Supongo que, a resumidas cuentas, soy un tipo de lo más normal.
Me mantiene con vida respirar.
Me mantiene con vida emborracharme en el local de ensayo.
Me mantiene con vida recorrer una burrada de kilómetros las veces que haga falta para estar con quien quiero estar.
Me mantiene con vida escribir locuras en un moleskine, y por extensión en cualquier trozo de papel que tenga a mano.
Me mantiene con vida tener pequeños tesoros.
Me mantiene con vida creer, no en meras cábalas religiosas, si no en que algún día, podré creer en la gente.
Me mantiene con vida saber que hay al menos una persona en la que puedo confiar al 100 x 100.
Me mantiene con vida crear. Componer. Escribir. Leer. Cultivarme, si es que algo de lo que hago en la vida es cultivarme.
Me mantiene con vida todo aquello que no entiendo la primera vez que escucho. Compongo. Escribo. Leo.
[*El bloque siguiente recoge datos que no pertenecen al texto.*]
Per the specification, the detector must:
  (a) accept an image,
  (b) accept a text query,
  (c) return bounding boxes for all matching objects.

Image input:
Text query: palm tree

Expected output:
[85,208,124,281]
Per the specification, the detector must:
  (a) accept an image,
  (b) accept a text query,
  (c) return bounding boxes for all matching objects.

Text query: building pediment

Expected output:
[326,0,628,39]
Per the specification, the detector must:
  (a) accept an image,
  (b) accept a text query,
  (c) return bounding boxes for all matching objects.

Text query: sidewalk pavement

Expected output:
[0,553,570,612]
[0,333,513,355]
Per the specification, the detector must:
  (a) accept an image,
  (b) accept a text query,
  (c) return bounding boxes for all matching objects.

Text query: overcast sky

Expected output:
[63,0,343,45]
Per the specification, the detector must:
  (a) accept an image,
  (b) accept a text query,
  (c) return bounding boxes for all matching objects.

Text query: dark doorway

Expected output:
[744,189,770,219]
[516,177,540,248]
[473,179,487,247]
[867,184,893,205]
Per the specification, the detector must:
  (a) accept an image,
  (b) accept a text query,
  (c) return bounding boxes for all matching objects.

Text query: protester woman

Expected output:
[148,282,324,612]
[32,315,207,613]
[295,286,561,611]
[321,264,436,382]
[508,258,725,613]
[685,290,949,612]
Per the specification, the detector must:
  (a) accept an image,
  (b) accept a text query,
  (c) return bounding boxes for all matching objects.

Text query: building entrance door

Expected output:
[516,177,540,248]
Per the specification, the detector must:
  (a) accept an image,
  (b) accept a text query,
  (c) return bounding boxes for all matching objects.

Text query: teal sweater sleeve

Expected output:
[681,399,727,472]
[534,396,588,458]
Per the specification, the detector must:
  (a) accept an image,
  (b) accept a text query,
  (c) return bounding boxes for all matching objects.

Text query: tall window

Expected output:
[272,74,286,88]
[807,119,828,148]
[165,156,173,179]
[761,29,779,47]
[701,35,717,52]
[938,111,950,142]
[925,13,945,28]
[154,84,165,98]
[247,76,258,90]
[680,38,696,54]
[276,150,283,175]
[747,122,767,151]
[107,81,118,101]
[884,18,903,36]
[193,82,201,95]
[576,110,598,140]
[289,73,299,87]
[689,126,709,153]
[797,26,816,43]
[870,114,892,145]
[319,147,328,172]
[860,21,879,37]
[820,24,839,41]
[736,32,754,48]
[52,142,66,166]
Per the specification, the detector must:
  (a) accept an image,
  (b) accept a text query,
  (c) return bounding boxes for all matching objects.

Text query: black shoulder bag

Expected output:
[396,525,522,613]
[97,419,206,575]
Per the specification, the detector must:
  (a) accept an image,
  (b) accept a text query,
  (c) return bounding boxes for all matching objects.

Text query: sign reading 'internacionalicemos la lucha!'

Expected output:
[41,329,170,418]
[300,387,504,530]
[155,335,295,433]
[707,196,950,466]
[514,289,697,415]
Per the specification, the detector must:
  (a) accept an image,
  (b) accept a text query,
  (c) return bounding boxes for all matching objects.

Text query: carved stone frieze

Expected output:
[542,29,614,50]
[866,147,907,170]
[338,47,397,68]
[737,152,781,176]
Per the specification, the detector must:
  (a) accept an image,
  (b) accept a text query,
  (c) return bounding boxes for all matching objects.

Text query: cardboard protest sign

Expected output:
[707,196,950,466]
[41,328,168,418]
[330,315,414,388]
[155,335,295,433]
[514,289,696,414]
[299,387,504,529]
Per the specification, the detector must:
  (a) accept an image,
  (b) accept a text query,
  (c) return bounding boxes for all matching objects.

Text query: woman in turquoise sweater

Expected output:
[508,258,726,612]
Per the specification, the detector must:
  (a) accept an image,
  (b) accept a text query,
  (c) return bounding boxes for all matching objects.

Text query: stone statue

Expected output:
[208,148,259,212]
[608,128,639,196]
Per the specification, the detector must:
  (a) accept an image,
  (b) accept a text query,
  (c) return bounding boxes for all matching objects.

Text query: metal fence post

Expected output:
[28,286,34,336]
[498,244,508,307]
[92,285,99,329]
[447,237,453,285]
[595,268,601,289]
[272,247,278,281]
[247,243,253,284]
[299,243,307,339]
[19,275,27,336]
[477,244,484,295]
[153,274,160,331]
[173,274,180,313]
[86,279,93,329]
No se que más me mantiene con vida.
Si. Miento. Sí se. Mis sueños. Y Babia, ese lugar en el que estoy casi todo el tiempo, imaginando que haría si. Eso me mantiene con vida.
No me mantiene con vida ninguna promesa. Creer en lo que no ves, induce al dolor.
Me mantiene con vida toda promesa que, tras no mantenerme con vida, se cumple, y me hace pensar, y me hace creer que queda algo que merece la pena todavía.
Me mantiene con vida todo aquello que no es “lo que se supone que debería de hacer para ser alguien en la vida”.
Y supongo que otras muchas cosas.
Pero no Dios. Ni la religión. Ni la Iglesia. Ni la idea de Dios. Ni su dinero. Ni su farsa milenaria. Eso no me mantiene más que en mis trece.